SINGAPORE - Stay up to date on market chatter with our picks of the latest broker research reports, compiled by The Straits Times Money Desk.
1. Sheng Siong Group
The second quarter is a steady quarter and the counter looks attractive after the selldown that followed a share placement.
Sheng Siong's core net profit for the first nine months was in line with our expectation and formed 76 per cent of our full-year estimate.
The third quarter core net profit was also in line with expectations as gross margins normalised to an expected 24.2 per cent from a surprisingly high figure of 24.7 per cent.
We maintain our forecasts for the 2014 to 2016 financial years.
Maintain ADD with target price of 77 cents
2. Yoma Strategic Holdings
Yoma reported second quarter net profit $10.8 million, an increase of 222 per cent mostly owing to fair value gains of $8.1 million recognised from completed units in Star City and $1.9 million from a foreign exchange gain in US dollar monetary assets.
Overall, these figures are mostly in line with our expectations.
After netting out the FX gain, the first half results constitute 57 per cent of our full year forecast. Second quarter revenue increased 52.9 per centto $41.2 million as the group recognised higher sales from property developments and land rights from Star City.
Sales at Star City remain firm. As at Sept 30, 528 units have been sold in Zone A.
The group has also sold 856 units and received booking deposits for an additional 106 units out of 1,043 units at Star City Zone B since its launch in April 2013.
Maintain BUY with fair value estimate under review.
Osim's third quarter results were a big miss, as earnings fell 27.8 per cent to $16.4 million, partly dragged down by legal costs.
Its net profit for the first nine months now makes up 63 per cent of consensus net profit for the 2014 financial yeart and it is not likely to achieve earlier forecasts.
Overall sales were weak.

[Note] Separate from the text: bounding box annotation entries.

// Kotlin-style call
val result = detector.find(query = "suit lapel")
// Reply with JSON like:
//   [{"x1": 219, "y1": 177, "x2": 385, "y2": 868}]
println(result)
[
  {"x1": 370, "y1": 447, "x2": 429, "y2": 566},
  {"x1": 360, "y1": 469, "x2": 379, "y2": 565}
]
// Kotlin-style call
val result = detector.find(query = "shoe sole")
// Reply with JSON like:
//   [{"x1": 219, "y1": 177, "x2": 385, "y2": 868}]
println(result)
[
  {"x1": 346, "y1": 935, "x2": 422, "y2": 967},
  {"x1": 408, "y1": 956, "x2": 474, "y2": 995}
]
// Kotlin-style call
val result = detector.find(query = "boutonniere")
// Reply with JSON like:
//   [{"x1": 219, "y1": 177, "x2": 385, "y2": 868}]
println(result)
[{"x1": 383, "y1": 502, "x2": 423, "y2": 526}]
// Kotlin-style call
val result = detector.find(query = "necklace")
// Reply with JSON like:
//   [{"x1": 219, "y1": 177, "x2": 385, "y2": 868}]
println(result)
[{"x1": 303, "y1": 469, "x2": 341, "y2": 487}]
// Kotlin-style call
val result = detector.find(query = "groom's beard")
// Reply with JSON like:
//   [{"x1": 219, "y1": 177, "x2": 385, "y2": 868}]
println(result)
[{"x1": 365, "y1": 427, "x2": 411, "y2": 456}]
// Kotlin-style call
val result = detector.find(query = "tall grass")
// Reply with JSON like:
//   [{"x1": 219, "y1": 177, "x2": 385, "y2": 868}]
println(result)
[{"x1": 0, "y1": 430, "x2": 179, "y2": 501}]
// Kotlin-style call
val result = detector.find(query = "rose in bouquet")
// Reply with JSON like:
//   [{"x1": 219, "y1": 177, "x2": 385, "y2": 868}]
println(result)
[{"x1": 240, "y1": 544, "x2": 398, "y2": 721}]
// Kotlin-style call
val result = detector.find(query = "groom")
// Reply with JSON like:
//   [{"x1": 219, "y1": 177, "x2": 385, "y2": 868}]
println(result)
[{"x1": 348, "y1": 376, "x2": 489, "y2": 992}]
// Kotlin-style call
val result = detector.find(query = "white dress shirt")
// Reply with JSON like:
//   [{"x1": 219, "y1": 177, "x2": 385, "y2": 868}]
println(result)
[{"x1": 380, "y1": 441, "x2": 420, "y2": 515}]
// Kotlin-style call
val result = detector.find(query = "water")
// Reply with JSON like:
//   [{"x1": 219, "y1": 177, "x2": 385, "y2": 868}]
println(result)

Osim's third quarter revenue rose 3 per cent $158.2 million, but this was due to the consolidation of TWG.
We estimate revenue of its other businesses were down by around 5 to 10 per cent with the decline being broad-based in nature.
Discretionary retailers are experiencing weak demand in key markets like mainland China, Hong Kong, Singapore and Malaysia.
The lack of any new products that are major hits in recent quarters was also a factor, in our view.
We believe the business remains fundamentally sound, but note the weak operating environment.
Maintain BUY with lower target price of $2.75, down from $3.85.